Accessing user accounts for Oyster

Hi there,

What is the view of TFL on providing endpoints to allow innovation to customers based on their account info.

I wrote a test application before via screen scraping… and then TFL peppered there site with Captcha, which I thought wasn’t great.

Just a side note to pre-answer comments about screen scraping… it was used in banking for years before Open Banking came out and neither the regulator or banks stopped it so it’s can’t be as woeful as people might let on.
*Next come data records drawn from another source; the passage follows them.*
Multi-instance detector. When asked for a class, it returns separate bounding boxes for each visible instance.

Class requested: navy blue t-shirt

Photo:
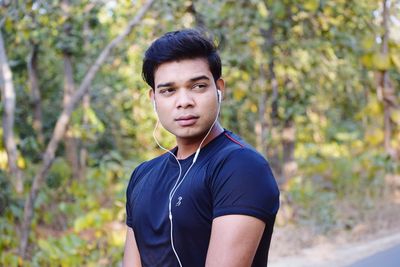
[126,130,279,267]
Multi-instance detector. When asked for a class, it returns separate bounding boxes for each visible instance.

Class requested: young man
[123,30,279,267]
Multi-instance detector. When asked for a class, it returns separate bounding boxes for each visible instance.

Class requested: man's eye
[160,88,175,95]
[192,83,207,89]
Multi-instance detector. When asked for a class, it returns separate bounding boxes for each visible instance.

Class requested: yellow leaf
[17,157,26,169]
[257,2,268,18]
[372,53,390,71]
[233,90,246,101]
[361,54,374,69]
[390,54,400,71]
[304,0,319,12]
[365,129,385,146]
[250,104,258,113]
[361,36,375,51]
[390,110,400,124]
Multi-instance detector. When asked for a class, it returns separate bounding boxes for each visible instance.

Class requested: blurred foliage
[0,0,400,266]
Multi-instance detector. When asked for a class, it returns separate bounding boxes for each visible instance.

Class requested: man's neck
[176,123,224,159]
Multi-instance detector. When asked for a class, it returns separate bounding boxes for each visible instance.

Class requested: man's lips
[175,115,199,127]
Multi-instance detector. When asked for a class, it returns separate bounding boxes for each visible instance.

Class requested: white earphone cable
[153,92,221,267]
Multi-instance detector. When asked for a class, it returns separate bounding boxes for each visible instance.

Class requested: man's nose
[176,90,194,108]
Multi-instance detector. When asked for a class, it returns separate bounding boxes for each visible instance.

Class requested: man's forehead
[154,59,212,86]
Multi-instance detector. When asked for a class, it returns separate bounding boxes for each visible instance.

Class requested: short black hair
[142,29,222,89]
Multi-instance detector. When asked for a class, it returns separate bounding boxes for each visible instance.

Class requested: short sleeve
[211,148,279,224]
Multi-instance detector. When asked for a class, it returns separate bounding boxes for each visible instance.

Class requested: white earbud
[152,99,157,113]
[217,89,222,104]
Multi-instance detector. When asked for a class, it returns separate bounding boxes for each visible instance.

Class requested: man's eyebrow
[157,82,174,88]
[190,75,210,82]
Hi conor, welcome to the forum.

The terms and conditions of TfL’s APIs explicitly prohibit the use of screen scraping (https://tfl.gov.uk/corporate/terms-and-conditions/transport-data-service#on-this-page-3) and whilst I don’t work for TfL I can imagine a few reasons why they might suggest this is appropriate:

  • Scraping for information such as Oyster journeys, balance, etc… would require the user’s credentials. Those credentials would also let you see payment details, addresses, and so on. This is an absolute security nightmare.
  • Scraping generally incurs a greater load on web servers because of the need not only to collect/calculate data, but then “present” it to the user agent doing the scraping. Load on the backend may (should!) be the same in a decent software architecture, but the added compute power required to serve hundreds/thousands of requests that never get viewed by a user is undesirable at best, and detrimental to service at worst.
  • Relying on scraping puts you at risk of changes to page layout / design causing your scraping to stop working.

I take on board that you wrote a test application previously, but the fact that TfL added Captcha to the site and broke it probably wasn’t accidental :wink:

There are currently no API endpoints that I’m aware of to let you interrogate Oyster data. That said, if you felt so inclined you might want to have a read of https://blog.tfl.gov.uk/2017/09/15/how-we-built-the-tfl-customer-api/, grab yourself a packet capturing tool, and maybe even subject yourself to a man-in-the-middle attack to see traffic between the app and the APIs in the background. If you do choose to do that, bear in mind that I very strongly suspect it would be a breach of terms and conditions for someone, somewhere. I’m not a lawyer, and also not endorsing it as a technique!

If you only want to process data belonging to you, and you’re happy to wait a week between “dumps”, you might want to also check out Is there any API for accessing individual TFL customer daily journey with details?.

HTH